Tragic accidents can befall animals in any setting — at a zoo, in a forest. But there is a special responsibility due to animals when humans hold them in captivity. (Quan Quan was born in the wild.) This most recent panda death serves as a reminder that the highly endangered animal's best chance of long-term survival comes not from zoos but from extensive environmental stewardship.
China has done an admirable job on that in recent years. It has created 40 large preserves for pandas and heightened its patrols of those areas to protect the animals against poachers. In the late 1990s, it prohibited logging in the pandas' habitat. The number of pandas in the wild appears to have risen from a low of about 1,000 in 1990 to more than 2,000, according to the World Wildlife Fund, though some of that might be the result of better counting.
At the same time that Quan Quan was poisoned, the Wolong Panda Protection and Research Center in Sichuan province was releasing four pregnant pandas into a tightly controlled woodland area, in the hopes that their offspring will have a "natural" upbringing and learn to fend for themselves in the wild. The pandas will be closely monitored by surveillance cameras; the staff might artificially introduce the sights and smells of predators.
If it works, this would be the first successful reintroduction of pandas to the wild; a previous attempt ended in the panda's death. A more effective strategy entails preserving interconnected stretches of natural habitat for giant pandas. Environmental advocates are lobbying for wildlife corridors to connect the many panda preserves; so far, China is responding too slowly. Combating global warming could also prove crucial to saving pandas, which live within a particular environmental niche and eat bamboo almost exclusively. Scientists worry that with climate change, bamboo will die off in some areas and sprout up in others where preserves are impractical.

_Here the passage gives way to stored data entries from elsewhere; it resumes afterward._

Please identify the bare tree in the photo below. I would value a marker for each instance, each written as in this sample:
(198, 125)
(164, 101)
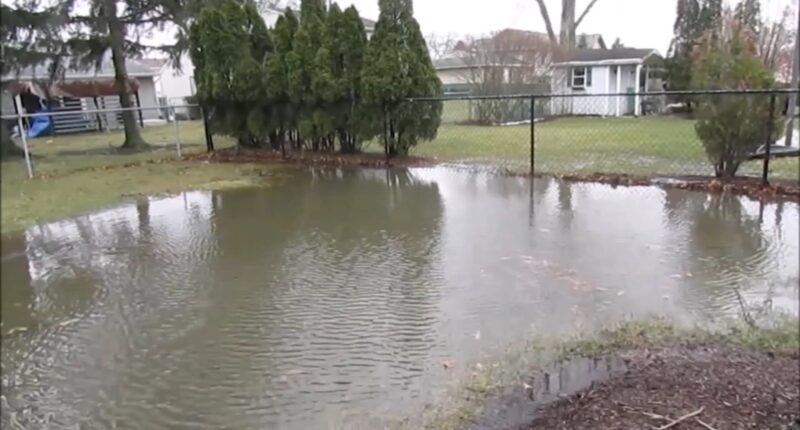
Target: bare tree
(569, 22)
(778, 46)
(441, 45)
(507, 62)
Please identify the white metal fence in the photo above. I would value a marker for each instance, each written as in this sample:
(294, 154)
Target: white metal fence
(84, 119)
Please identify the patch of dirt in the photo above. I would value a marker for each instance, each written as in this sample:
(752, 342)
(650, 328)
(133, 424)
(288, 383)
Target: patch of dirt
(748, 186)
(312, 158)
(724, 388)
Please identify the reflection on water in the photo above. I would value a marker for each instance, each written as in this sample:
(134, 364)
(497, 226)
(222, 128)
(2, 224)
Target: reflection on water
(335, 297)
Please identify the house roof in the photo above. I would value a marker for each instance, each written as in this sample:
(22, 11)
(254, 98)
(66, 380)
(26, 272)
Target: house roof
(607, 56)
(136, 69)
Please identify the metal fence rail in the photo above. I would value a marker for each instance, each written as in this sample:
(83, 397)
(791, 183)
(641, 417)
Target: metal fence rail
(75, 121)
(647, 134)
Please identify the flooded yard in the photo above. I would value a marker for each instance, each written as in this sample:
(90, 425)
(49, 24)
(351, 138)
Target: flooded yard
(339, 298)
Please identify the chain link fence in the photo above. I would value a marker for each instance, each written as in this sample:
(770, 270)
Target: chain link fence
(647, 135)
(174, 130)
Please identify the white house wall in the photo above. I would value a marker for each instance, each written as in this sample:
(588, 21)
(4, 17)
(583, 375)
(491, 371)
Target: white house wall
(453, 76)
(176, 85)
(604, 80)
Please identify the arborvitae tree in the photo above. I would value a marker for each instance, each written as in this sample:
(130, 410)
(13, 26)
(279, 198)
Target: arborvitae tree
(282, 119)
(115, 27)
(398, 66)
(301, 65)
(338, 81)
(229, 46)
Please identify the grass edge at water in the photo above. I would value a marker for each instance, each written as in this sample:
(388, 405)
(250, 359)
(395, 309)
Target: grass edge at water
(464, 405)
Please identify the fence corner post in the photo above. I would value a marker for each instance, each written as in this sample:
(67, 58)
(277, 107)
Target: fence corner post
(206, 129)
(533, 135)
(768, 143)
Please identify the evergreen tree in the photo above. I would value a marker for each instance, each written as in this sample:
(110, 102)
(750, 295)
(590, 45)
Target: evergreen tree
(276, 77)
(748, 12)
(398, 66)
(338, 79)
(302, 65)
(115, 27)
(229, 45)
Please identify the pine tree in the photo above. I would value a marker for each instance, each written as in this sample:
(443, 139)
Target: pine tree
(115, 27)
(398, 67)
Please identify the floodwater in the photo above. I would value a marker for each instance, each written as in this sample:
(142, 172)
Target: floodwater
(332, 298)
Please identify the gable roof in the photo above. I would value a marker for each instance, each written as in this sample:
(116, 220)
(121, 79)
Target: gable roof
(607, 56)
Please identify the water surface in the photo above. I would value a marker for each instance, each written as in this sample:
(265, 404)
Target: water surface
(331, 299)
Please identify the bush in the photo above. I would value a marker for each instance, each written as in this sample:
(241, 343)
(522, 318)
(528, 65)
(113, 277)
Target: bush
(731, 127)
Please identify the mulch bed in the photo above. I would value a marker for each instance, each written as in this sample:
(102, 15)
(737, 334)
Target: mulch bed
(752, 187)
(712, 388)
(312, 158)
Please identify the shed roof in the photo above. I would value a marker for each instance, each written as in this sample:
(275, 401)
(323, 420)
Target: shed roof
(615, 56)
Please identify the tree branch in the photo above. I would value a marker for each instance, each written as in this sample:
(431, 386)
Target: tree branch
(585, 12)
(547, 22)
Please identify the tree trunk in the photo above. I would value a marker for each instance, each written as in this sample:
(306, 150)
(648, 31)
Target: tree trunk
(567, 39)
(116, 35)
(795, 84)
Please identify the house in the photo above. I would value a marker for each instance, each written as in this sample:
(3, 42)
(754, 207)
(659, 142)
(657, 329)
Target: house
(175, 84)
(80, 89)
(517, 58)
(509, 61)
(584, 72)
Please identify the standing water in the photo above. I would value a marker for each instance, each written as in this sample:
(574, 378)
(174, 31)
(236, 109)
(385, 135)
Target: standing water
(333, 298)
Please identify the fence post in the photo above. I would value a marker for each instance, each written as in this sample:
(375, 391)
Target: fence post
(768, 143)
(177, 131)
(24, 137)
(207, 130)
(533, 134)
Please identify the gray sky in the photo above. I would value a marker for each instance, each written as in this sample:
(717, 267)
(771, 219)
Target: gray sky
(639, 23)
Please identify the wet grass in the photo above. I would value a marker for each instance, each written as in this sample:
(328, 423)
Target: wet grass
(514, 366)
(79, 173)
(635, 146)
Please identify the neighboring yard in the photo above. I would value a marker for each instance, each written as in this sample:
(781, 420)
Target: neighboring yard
(84, 172)
(638, 146)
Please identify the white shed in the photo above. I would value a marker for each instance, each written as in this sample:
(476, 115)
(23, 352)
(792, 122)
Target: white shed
(591, 76)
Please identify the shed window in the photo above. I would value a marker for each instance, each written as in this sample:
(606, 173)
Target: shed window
(581, 77)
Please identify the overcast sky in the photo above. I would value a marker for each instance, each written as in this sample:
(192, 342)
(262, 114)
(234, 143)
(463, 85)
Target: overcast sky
(638, 23)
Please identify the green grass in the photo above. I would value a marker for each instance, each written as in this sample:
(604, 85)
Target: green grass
(636, 146)
(79, 173)
(517, 364)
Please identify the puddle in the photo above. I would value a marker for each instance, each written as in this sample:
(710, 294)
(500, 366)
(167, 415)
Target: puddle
(519, 406)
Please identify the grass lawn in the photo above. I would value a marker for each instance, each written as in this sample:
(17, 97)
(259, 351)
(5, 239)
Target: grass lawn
(79, 173)
(640, 146)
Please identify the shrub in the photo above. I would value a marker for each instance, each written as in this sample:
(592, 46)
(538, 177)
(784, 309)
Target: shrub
(731, 127)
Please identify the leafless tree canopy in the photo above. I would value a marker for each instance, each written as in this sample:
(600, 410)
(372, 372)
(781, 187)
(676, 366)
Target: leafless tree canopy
(569, 22)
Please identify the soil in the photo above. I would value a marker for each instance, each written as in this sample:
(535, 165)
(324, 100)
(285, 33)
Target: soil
(731, 390)
(748, 186)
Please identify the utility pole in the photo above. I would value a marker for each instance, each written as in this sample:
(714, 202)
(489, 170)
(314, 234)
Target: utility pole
(790, 110)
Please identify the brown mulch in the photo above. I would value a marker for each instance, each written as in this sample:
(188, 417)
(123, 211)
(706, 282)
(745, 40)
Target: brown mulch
(312, 158)
(726, 389)
(748, 186)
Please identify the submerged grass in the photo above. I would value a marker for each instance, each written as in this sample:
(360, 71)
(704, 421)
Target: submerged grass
(780, 337)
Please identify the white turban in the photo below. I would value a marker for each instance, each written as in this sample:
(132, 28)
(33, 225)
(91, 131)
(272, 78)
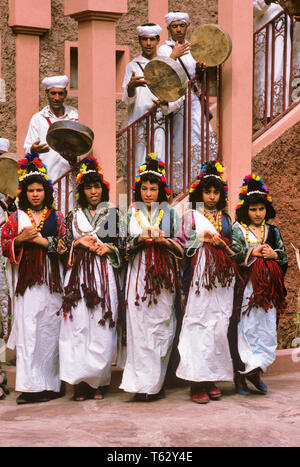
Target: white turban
(149, 30)
(56, 82)
(4, 144)
(177, 16)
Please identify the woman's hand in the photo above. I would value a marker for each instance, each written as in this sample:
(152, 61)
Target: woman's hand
(268, 253)
(28, 234)
(85, 242)
(101, 249)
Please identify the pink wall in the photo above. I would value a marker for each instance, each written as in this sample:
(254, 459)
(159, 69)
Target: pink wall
(30, 13)
(97, 76)
(28, 19)
(237, 94)
(157, 9)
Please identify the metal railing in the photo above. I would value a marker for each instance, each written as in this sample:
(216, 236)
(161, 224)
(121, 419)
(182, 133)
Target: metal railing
(276, 72)
(183, 139)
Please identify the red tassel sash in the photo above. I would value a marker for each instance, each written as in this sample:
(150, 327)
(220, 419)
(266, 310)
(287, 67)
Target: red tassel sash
(33, 270)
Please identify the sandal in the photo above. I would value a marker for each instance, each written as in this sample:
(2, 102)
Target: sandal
(80, 392)
(98, 395)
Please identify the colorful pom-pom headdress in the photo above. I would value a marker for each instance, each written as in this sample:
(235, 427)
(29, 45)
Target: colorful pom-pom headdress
(89, 165)
(252, 185)
(156, 167)
(30, 166)
(211, 169)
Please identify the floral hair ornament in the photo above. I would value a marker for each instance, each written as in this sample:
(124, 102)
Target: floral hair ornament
(211, 169)
(155, 166)
(89, 165)
(30, 166)
(252, 184)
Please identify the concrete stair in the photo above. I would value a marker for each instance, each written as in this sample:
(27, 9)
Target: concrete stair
(287, 361)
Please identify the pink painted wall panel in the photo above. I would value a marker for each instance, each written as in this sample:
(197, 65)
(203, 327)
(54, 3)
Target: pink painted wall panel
(30, 13)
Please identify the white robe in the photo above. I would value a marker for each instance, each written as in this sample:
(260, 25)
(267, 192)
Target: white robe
(203, 344)
(56, 164)
(138, 105)
(190, 64)
(257, 335)
(86, 347)
(150, 330)
(35, 331)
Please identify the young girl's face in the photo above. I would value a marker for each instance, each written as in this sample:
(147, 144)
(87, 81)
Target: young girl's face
(257, 213)
(36, 196)
(149, 193)
(211, 197)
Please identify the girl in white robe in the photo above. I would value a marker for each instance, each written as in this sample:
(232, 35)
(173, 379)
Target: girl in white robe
(203, 345)
(91, 292)
(152, 282)
(260, 252)
(29, 240)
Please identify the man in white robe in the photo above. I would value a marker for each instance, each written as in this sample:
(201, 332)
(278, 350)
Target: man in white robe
(178, 48)
(35, 141)
(139, 98)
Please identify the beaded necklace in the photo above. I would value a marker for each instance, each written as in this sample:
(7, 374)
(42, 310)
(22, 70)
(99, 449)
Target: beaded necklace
(262, 233)
(41, 224)
(214, 217)
(83, 233)
(157, 222)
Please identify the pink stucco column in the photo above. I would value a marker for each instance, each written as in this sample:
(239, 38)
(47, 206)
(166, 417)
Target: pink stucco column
(29, 19)
(97, 76)
(237, 93)
(157, 9)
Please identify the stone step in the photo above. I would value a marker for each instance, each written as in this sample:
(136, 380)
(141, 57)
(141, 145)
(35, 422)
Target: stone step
(287, 361)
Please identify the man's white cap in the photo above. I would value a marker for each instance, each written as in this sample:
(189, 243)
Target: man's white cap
(56, 82)
(4, 144)
(149, 30)
(177, 16)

Zoos seemed the only hope during the 1990s, when the panda population was declining precipitously in the wild, tipped by habitat destruction and poaching as well as by nature. A mass flowering of bamboo led to the subsequent die-off of the plants, the pandas' chief food source. But now scientists know more about pandas and what they need. As with so many other forms of wildlife, saving them is inextricably tied to preserving the natural world that we humans were too slow to fully appreciate.